How is saturation different from CPU or memory pressure?
Connection-pool saturation is about slots, not resources. A node can be at 92% saturation while CPU and memory are comfortable, simply because too many clients are holding connections open. Conversely, a node under heavy CPU load can have plenty of free connection slots. This card measures only the connection ceiling.
What is the actual ceiling the percentage is measured against?
connections.current + connections.available, which equals the effective ceiling: the lower of the configured maxIncomingConnections and the operating-system file-descriptor limit (ulimit -n). If your FD limit is below your configured max, the real ceiling is the FD limit, and saturation will hit 90% earlier than your maxIncomingConnections setting suggests.
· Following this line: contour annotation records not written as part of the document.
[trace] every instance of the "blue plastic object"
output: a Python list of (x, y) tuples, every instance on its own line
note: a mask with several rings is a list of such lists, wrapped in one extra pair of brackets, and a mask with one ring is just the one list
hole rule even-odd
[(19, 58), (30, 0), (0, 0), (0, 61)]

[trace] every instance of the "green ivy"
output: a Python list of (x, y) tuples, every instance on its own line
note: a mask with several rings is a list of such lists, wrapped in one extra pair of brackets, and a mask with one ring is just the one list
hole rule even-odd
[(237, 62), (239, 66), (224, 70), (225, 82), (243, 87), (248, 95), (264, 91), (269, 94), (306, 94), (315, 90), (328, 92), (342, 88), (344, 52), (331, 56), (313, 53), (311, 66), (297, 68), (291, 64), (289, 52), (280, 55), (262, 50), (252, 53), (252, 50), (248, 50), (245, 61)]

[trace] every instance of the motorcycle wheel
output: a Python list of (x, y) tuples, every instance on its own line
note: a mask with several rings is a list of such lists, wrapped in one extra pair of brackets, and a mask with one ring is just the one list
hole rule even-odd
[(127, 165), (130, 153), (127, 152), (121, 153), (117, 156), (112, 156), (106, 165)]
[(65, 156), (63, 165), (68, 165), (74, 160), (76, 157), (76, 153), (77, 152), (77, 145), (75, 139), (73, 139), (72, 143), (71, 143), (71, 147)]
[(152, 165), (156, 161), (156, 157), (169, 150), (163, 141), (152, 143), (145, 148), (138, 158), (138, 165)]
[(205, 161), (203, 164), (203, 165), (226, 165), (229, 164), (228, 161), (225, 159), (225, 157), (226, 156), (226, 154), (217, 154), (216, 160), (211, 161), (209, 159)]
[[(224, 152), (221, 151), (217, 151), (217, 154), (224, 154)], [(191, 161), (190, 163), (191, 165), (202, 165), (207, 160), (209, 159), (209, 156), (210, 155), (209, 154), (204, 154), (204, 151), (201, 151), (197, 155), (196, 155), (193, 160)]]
Should I just raise maxIncomingConnections to make the alert stop?
Rarely the right first move. Raising the ceiling lets more connections in, but each connection consumes memory and a file descriptor, so you can trade a connection-pool problem for a memory or FD-exhaustion problem. Fix the application side first: lower the driver maxPoolSize, close leaked connections, or reduce the number of app instances. Raise the server ceiling only when you have confirmed the demand is legitimate and the node has headroom.
Does this card work on MongoDB Atlas?
Yes. Atlas exposes the same serverStatus.connections figures, and the saturation calculation is identical. Atlas also has its own native Connections alert condition; this card complements it by surfacing the breach inside the Nerve Centre alongside your other connectors so you can correlate with storefront traffic and revenue.
The alert cleared on its own without us doing anything. What happened?
Connection demand fell back below 90% for the node, usually because a traffic peak passed, a batch job finished, or a leaking app instance was recycled. A self-clearing saturation alert is still worth a post-incident note: if it recurs at the same time each day, you have a predictable load pattern to size for rather than a one-off.